Why Node and Scala will dry up: Go will drink their milkshake - Supermighty
http://devslovebacon.com/conferences/bacon-2013/talks/why-node-and-scala-will-dry-up-go-will-drink-their-milkshake
======
dvt
I hate presentations like this. First of all, they aren't particularly
enlightening. Second of all, they make an already-weak point by using an even
weaker method: anecdotal evidence. And third of all, most examples are cherry-
picked out of a poisoned well.

It's hard to take anyone doing a talk like this seriously. Truth be told, (and
for anyone that hasn't read my Go-related posts on here), I am a pretty harsh
critic of Go (even though I contributed to the project). I used Go until 2011
when I decided to turn back to Java (which, in many ways, I think is still my
go-to language -- along with an embedded Jetty -- when writing.. just about
anything web-related).
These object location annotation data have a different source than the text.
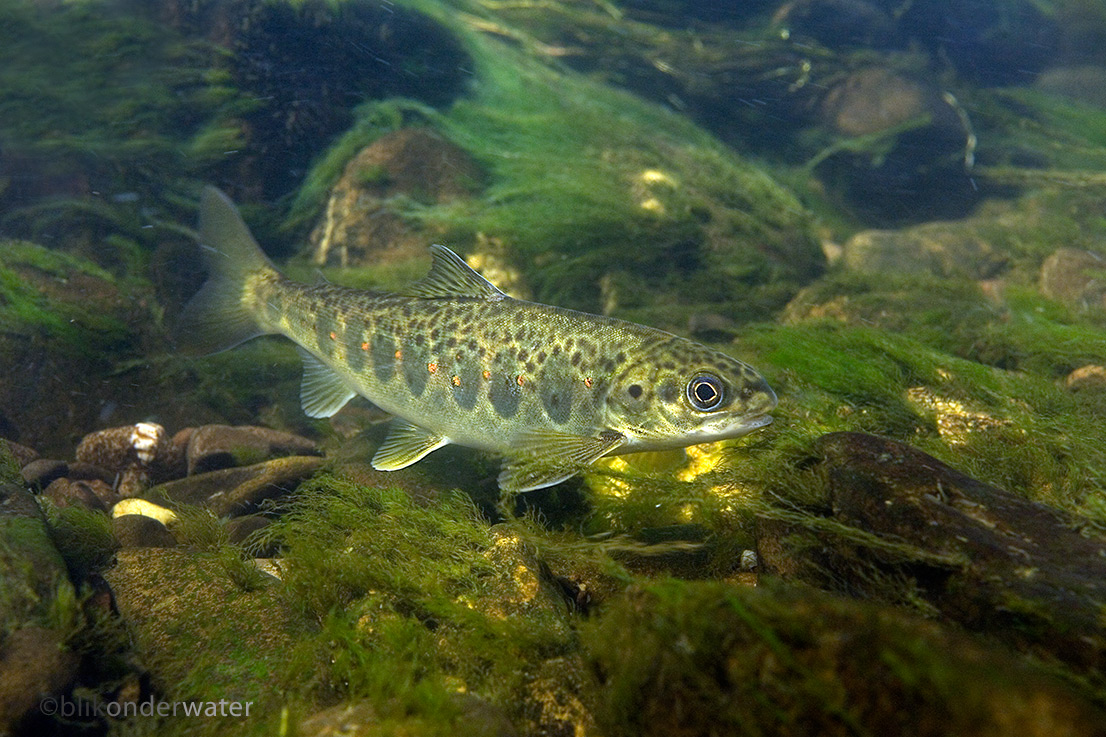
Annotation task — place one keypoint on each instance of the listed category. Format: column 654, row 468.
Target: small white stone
column 144, row 508
column 145, row 438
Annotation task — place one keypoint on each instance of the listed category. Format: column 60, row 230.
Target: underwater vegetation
column 915, row 546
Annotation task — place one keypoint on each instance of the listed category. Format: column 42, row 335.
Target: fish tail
column 222, row 313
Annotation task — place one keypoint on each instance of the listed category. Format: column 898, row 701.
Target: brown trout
column 458, row 361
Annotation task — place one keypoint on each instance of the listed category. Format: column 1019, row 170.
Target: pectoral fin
column 322, row 392
column 405, row 444
column 546, row 458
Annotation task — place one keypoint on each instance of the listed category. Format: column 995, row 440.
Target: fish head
column 682, row 393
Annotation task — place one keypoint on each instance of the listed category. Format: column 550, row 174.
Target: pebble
column 22, row 454
column 1089, row 377
column 233, row 491
column 68, row 492
column 139, row 454
column 142, row 531
column 1075, row 277
column 212, row 447
column 144, row 508
column 240, row 528
column 40, row 473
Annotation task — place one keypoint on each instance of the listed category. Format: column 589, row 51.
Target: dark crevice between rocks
column 309, row 64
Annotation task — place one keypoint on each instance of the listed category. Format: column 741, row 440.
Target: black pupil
column 705, row 392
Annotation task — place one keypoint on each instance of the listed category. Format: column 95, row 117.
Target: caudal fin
column 220, row 317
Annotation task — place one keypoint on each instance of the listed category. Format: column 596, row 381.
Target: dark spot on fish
column 557, row 405
column 504, row 395
column 384, row 357
column 417, row 375
column 356, row 348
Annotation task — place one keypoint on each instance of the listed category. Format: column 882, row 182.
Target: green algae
column 430, row 599
column 690, row 657
column 27, row 308
column 575, row 197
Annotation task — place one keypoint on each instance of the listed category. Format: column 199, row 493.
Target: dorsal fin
column 451, row 277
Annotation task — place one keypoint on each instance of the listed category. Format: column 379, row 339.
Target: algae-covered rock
column 1075, row 277
column 1025, row 573
column 37, row 603
column 201, row 633
column 238, row 490
column 708, row 658
column 63, row 318
column 937, row 248
column 358, row 228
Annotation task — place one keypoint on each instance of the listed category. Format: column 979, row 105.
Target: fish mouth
column 744, row 426
column 755, row 423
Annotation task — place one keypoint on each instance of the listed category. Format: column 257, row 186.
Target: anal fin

But my personal bias aside, it's brutally obvious that
Node and Scala are at different programmatic levels when compared to Go. Go
is, in many ways, the "next C" - especially with the recent architecture
additions, the low-levelness of Go is starting to become painfully obvious.
Comparing something like Scala (or worse: Node) to Go is, in a very literal
way, like comparing apples to oranges.

So lets bust out the checklist. Language zealotry? Check. Comparing apples to
oranges? Check. Anecdotal evidence? Check. Using cherry-picked examples to
show how X sucks or Y is awesome? Check. Congratulations, you've got your
linkbait.

Note how I don't even bother to attack any argument on a technical level; I
think it would be profoundly foolish to do so. These three can simply not be
compared on a technical level unless we want to do it in incredibly broad
strokes (think about comparing a fighter jet with a stapler).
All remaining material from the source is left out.